Contraindications to the use of metformin

Evidence suggests that it is time to amend the list

According to the United Kingdom prospective diabetes study, patients with type 2 diabetes randomised to intensive treatment with metformin, sulphonylurea, or insulin had similar degrees of glycaemic control and significantly reduced microvascular end points.1 The study showed that the use of metformin in obese patients reduced cardiovascular events. The group treated with metformin had no hypoglycaemia and less weight gain. Treatment with metformin rather than diet alone produced a significant reduction in relative risk in all cause mortality (36%, P=0.011), diabetes related deaths (42%, P=0.017), any diabetes related end point (32%, P=0.0023), and myocardial infarction (39%, P=0.01). Metformin is the only oral hypoglycaemic agent proved to reduce cardiovascular risk and is now recognised as the treatment of choice in overweight patients with type 2 diabetes.

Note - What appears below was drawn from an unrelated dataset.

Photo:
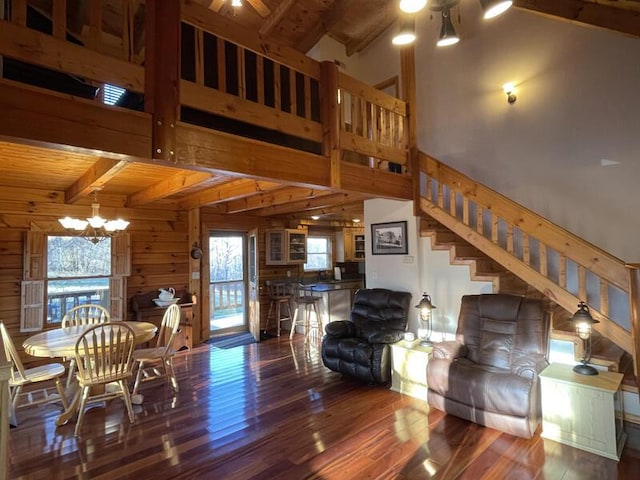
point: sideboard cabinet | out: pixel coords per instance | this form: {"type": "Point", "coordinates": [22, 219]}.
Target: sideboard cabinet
{"type": "Point", "coordinates": [286, 246]}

Lactic acidosis associated with metformin is a rare condition with an estimated prevalence of one to five cases per 100 000.2 Although classically lactic acidosis associated with metformin has been thought of as lactic acidosis secondary to accumulation of metformin, the evidence for this is poor.

Metformin does not affect lactate concentrations in patients with type 2 diabetes,3 is excreted solely through the kidney, and has a short half life—accumulation of metformin therefore rarely occurs in the absence of advanced renal failure.4 Accumulation of metformin alone is rarely reported as a cause of lactic acidosis, and tissue hypoxia acting as a “trigger” is found in most instances. Accumulation of metformin does not correlate with lactate concentrations or mortality. Mortality is predicted by the severity of underlying hypoxia.5 Metformin should therefore be discontinued when tissue hypoxia is suspected.

A recent review of cases of lactic acidosis associated with metformin, which was published between May 1995 and January 2000, concluded that no mortality was associated with metformin alone.6 Another study noted that the rates of lactic acidosis in the United States before the approval of metformin were no different from the rates observed in users of metformin.7 A Cochrane systematic review concluded that treatment with metformin was not associated with an increased risk of lactic acidosis.8

If adherence to the published contraindications, all of which relate to the feared risk of lactic acidosis, were to be strict, metformin would, or rather should, be seldom prescribed at all. The British National Formulary says that any predisposition to lactic acidosis is a contraindication (http://bnf.org/). As diabetes itself is a predisposition to accumulation of lactate,3 should we stop using the drug altogether in the treatment of diabetes? The BNF and other publications also use the terms “renal or hepatic impairment.” These terms are vague and therefore unhelpful.

The DIGAMI (diabetes mellitus, insulin glucose infusion in acute myocardial infarction) study suggests that treatment with insulin would be the treatment of choice immediately after acute myocardial infarction, but after this no apparent reason exists why metformin should not be reinstated.9 The withdrawal of metformin in stable chronic heart failure has been questioned as it may have an adverse effect on glycaemic control.10

In the United Kingdom it has been shown that doctors tend not to comply with these contraindications. In Southampton 54% of 89 patients treated with metformin had a published contraindication.11 In Dundee recent analysis of 1847 patients treated with metformin showed that 24.5% (452) had a contraindication to metformin.12

Although circumstantial evidence shows that treatment with metformin may be linked with lactic acidosis, no causal relation has been proved. Metformin is proved to reduce plasma glucose and complications of diabetes. Uniquely, it is the only hypoglycaemic agent to date that has been shown to reduce the macrovascular complications of diabetes.1 Current published guidelines vary and may limit the use of metformin and cause confusion among doctors. It is essential that the benefits of treatment with metformin be made available to as wide a group of appropriate patients as possible without laying prescribers open to criticism or litigation in the event of concomitant lactic acidosis. A simplified and pragmatic set of guidelines should be adopted, stressing the importance of renal clearance of metformin and withdrawal of metformin in patients with tissue hypoxia.

As metformin is the only oral hypoglycaemic agent proved to reduce cardiovascular mortality, its use should be as widespread as possible in type 2 diabetes. We hope that these suggested guidelines are less ambiguous than current ones and prevent the current situation of many clinicians, who are having to ignore written contraindications in order to maximise the use of metformin appropriately.